Re: use CREATE DATABASE STRATEGY = FILE_COPY in pg_upgrade - Mailing list pgsql-hackers

From Matthias van de Meent
Subject Re: use CREATE DATABASE STRATEGY = FILE_COPY in pg_upgrade
Date
Msg-id CAEze2WhfkYQbyRaBptT2BQ5Sv-DN0gEWCuSMWbQzCwyb8qjkBA@mail.gmail.com
Whole thread Raw
In response to Re: use CREATE DATABASE STRATEGY = FILE_COPY in pg_upgrade  (Nathan Bossart <nathandbossart@gmail.com>)
Responses Re: use CREATE DATABASE STRATEGY = FILE_COPY in pg_upgrade
Re: use CREATE DATABASE STRATEGY = FILE_COPY in pg_upgrade
List pgsql-hackers
On Tue, 11 Jun 2024 at 04:01, Nathan Bossart <nathandbossart@gmail.com> wrote:
>
> On Fri, Jun 07, 2024 at 11:10:25AM +0200, Matthias van de Meent wrote:
> > My primary concern isn't the IO, but the O(shared_buffers) that we
> > have to go through during a checkpoint. As I mentioned upthread, it is
> > reasonably possible the new cluster is already setup with a good
> > fraction of the old system's shared_buffers configured. Every
> > checkpoint has to scan all those buffers, which IMV can get (much)
> > more expensive than the IO overhead caused by the WAL_LOG strategy. It
> > may be a baseless fear as I haven't done the performance benchmarks
> > for this, but I wouldn't be surprised if shared_buffers=8GB would
> > measurably impact the upgrade performance in the current patch (vs the
> > default 128MB).
>
> I did a handful of benchmarks on an r5.24xlarge that seem to prove your
> point.  The following are the durations of the pg_restore step of
> pg_upgrade:
>
> * 10k empty databases, 128MB shared_buffers
>   WAL_LOG:   1m 01s
>   FILE_COPY: 0m 22s
>
> * 10k empty databases, 100GB shared_buffers
>   WAL_LOG:   2m 03s
>   FILE_COPY: 5m 08s
>
> * 2.5k databases with 10k tables each, 128MB shared_buffers
>   WAL_LOG:   17m 20s
>   FILE_COPY: 16m 44s
>
> * 2.5k databases with 10k tables each, 100GB shared_buffers
>   WAL_LOG:   16m 39s
>   FILE_COPY: 15m 21s
>
> I was surprised with the last result, but there's enough other stuff
> happening during such a test that I hesitate to conclude much.

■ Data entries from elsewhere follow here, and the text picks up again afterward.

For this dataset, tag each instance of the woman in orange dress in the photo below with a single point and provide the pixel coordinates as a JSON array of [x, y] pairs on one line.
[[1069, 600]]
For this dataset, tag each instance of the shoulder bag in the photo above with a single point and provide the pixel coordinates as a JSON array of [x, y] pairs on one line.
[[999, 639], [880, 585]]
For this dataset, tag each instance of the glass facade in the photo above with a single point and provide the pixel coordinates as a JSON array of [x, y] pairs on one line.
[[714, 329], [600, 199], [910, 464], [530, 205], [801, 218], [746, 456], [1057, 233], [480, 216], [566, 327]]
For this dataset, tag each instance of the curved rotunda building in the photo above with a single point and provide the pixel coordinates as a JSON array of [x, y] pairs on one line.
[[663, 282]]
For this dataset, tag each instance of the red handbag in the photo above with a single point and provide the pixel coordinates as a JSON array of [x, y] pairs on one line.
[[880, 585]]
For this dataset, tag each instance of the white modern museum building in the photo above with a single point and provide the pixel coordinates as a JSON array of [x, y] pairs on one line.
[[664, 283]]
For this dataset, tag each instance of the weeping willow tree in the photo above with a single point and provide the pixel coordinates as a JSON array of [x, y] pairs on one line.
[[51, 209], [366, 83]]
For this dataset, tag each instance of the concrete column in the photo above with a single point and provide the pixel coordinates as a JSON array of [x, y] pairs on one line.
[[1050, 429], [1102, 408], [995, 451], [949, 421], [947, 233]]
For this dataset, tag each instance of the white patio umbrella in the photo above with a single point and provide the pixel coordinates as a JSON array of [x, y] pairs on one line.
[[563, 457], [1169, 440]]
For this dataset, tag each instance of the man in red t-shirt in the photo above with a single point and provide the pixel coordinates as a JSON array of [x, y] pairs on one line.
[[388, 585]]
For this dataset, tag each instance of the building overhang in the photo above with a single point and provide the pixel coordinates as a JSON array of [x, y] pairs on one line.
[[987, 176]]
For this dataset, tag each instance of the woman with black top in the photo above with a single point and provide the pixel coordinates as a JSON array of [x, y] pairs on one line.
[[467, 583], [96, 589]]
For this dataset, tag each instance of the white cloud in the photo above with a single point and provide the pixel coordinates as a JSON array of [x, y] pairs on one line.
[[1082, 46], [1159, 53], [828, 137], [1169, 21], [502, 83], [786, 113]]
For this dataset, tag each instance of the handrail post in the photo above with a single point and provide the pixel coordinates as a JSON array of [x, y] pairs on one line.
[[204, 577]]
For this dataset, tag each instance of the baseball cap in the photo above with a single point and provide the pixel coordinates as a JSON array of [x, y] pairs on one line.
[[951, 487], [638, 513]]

If you still have the test data set up, could you test the attached
patch (which does skip the checkpoints in FILE_COPY mode during binary
upgrades)?

>>>> If such a change were implemented (i.e. no checkpoints for FILE_COPY
>>>> in binary upgrade, with a single manual checkpoint after restoring
>>>> template1 in create_new_objects) I think most of my concerns with this
>>>> patch would be alleviated.
>>>
>>> Yeah, I think that's a valid point. The second checkpoint is to ensure
>>> that the XLOG_DBASE_CREATE_FILE_COPY never gets replayed. However, for
>>> binary upgrades, we don't need that guarantee because a checkpoint
>>> will be performed during shutdown at the end of the upgrade anyway.
>>
>> Indeed.
>
> It looks like pg_dump always uses template0, so AFAICT we don't even need
> the suggested manual checkpoint after restoring template1.

Thanks for reminding me. It seems I misunderstood the reason why we
first process template1 in create_new_objects, as I didn't read the
comments thoroughly enough.

> I do like the idea of skipping a bunch of unnecessary operations in binary
> upgrade mode, since it'll help me in my goal of speeding up pg_upgrade.
> But I'm a bit hesitant to get too fancy here and to introduce a bunch of
> new "if (IsBinaryUpgrade)" checks if the gains in the field won't be all
> that exciting.  However, we've already sprinkled such checks quite
> liberally, so maybe I'm being too cautious...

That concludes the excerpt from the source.